En conclusion de ce dossier, je ne peux qu'adhérer à cette autre pensée : "ainsi, plus que d'être végétarien, d'utiliser des toilettes sèches, d'acheter local et en vrac, de se déplacer en transports en commun, ne pas avoir d'enfant est le geste le plus écolo-friendly".

Enfin, et pour terminer ce long article, troisième dossier de ce numéro : la mainmise sur l'argent, "qui n'est plus un moyen au service de tous, mais une fin au bénéfice de quelques-uns". En effet, et surtout depuis la fin de la dernière (espérons-le !) guerre mondiale, les états souverains ont-ils perdu petit à petit leur autonomie en matière monétaire, à tel point qu'aujourd'hui les 28 banques systémiques mondiales (systémiques dans le sens où la faillite de l'une d'entre elles entraîne celle de toutes les autres) détiennent – vous êtes assis ? – 58 milliers de milliards de dollars, soit 76 % du PIB mondial, et – coïncidence ? Ou volonté délibérée ? – la totalité de la dette mondiale des états. Toutes les lois monétaires, telle la création de la Fed (Federal Reserve Act, defenue depuis Federal Reserve System) ont été édictées au fil du temps par les représentants d'une poignée de banquiers (dont JP Morgan, Rockefeller, Rothschild, Lehman, Harriman, par exemple) et ont conduit à ces politiques ultra libéralistes qui amenuisent d'année en année le pouvoir des gouvernements à diriger souverainement leurs états. Ainsi, en France, cette dépossession commence en 1973, avec une loi encadrant les pratiques de finances publiques, le gouvernement Français entame une longue dérive en faisant appel aux marchés financiers, en lieu et place de la Banque de France : le début d'une dette abyssale, le tout encore conforté par l'interdiction formelle faite aux état européens d'emprunter en dehors des banques privées. N'importe qui peut comprendre que l'accroissement de la dette ne provient pas de dépenses publiques exagérées (argument culpabilisant permettant de faire accepter plan d'austérité sur plan d'austérité…), mais bien des caractéristiques intrinsèques du dispositif.
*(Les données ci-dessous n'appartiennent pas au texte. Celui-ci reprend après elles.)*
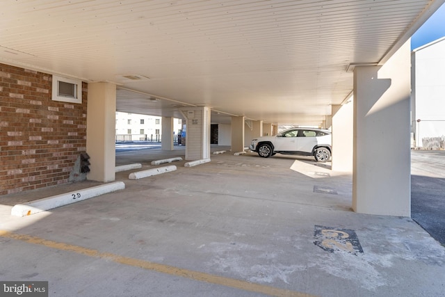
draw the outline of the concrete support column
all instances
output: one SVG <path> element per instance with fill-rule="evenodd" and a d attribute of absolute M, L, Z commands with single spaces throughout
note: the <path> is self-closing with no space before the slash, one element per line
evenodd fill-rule
<path fill-rule="evenodd" d="M 272 124 L 263 124 L 263 136 L 270 136 L 272 135 Z"/>
<path fill-rule="evenodd" d="M 244 117 L 232 117 L 232 151 L 244 150 Z"/>
<path fill-rule="evenodd" d="M 262 120 L 254 121 L 252 125 L 252 136 L 260 137 L 262 136 L 263 136 L 263 121 Z"/>
<path fill-rule="evenodd" d="M 410 216 L 410 49 L 354 70 L 353 208 Z"/>
<path fill-rule="evenodd" d="M 270 135 L 275 135 L 278 134 L 278 125 L 272 125 L 272 132 Z"/>
<path fill-rule="evenodd" d="M 245 121 L 245 129 L 244 130 L 244 147 L 250 145 L 250 143 L 253 138 L 263 136 L 263 121 L 253 120 L 250 121 L 248 125 L 248 121 Z"/>
<path fill-rule="evenodd" d="M 90 156 L 87 179 L 112 182 L 115 178 L 116 86 L 88 83 L 86 151 Z"/>
<path fill-rule="evenodd" d="M 173 150 L 173 118 L 162 117 L 162 150 Z"/>
<path fill-rule="evenodd" d="M 353 102 L 332 105 L 332 171 L 353 172 Z"/>
<path fill-rule="evenodd" d="M 210 108 L 181 109 L 186 118 L 186 160 L 210 159 Z"/>
<path fill-rule="evenodd" d="M 325 129 L 330 129 L 331 127 L 332 127 L 332 116 L 326 115 L 325 122 L 326 122 L 326 125 L 325 127 Z"/>

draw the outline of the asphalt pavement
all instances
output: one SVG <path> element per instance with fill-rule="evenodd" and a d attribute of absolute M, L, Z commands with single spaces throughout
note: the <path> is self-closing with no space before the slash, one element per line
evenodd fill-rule
<path fill-rule="evenodd" d="M 442 154 L 413 152 L 414 191 L 440 200 Z M 116 165 L 184 154 L 119 152 Z M 124 190 L 23 218 L 14 203 L 95 183 L 0 197 L 0 281 L 47 281 L 58 297 L 444 296 L 445 247 L 410 218 L 353 211 L 352 176 L 330 163 L 229 150 L 185 162 L 118 172 Z"/>
<path fill-rule="evenodd" d="M 445 151 L 412 151 L 411 217 L 445 246 Z"/>

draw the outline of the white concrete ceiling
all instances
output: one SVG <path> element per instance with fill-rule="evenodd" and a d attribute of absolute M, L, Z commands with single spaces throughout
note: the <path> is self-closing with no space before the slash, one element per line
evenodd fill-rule
<path fill-rule="evenodd" d="M 352 91 L 350 64 L 385 62 L 444 1 L 3 1 L 0 61 L 115 82 L 120 111 L 318 125 Z"/>

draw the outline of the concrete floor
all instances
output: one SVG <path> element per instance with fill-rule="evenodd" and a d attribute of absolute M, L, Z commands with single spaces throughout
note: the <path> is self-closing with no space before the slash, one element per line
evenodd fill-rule
<path fill-rule="evenodd" d="M 184 154 L 122 152 L 116 165 Z M 24 218 L 11 202 L 97 183 L 0 197 L 0 280 L 47 280 L 52 296 L 444 296 L 445 248 L 410 218 L 352 211 L 351 176 L 329 163 L 184 162 L 118 172 L 125 190 Z"/>

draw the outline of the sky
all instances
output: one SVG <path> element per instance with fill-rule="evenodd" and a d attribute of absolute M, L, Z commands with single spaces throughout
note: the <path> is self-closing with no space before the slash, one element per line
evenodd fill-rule
<path fill-rule="evenodd" d="M 411 38 L 411 49 L 445 36 L 445 4 L 443 4 Z"/>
Pour conclure, souvenons-nous de cette pensée du cynique industriel Henry Ford : "il est appréciable que le peuple de cette nation ne comprenne rien à notre système bancaire et monétaire. Car, sinon, je pense que nous serions confrontés à une révolution dès demain matin".

Voilà, vous savez – presque – tout de ce numéro de Nexus que je vous invite à lire !

Cet article débutait par une phrase de Jean-Pierre Petit. Pourquoi ne pas le terminer par une autre, tout aussi juste : "Si vous vous comportez comme des veaux, vous finirez à l'abattoir".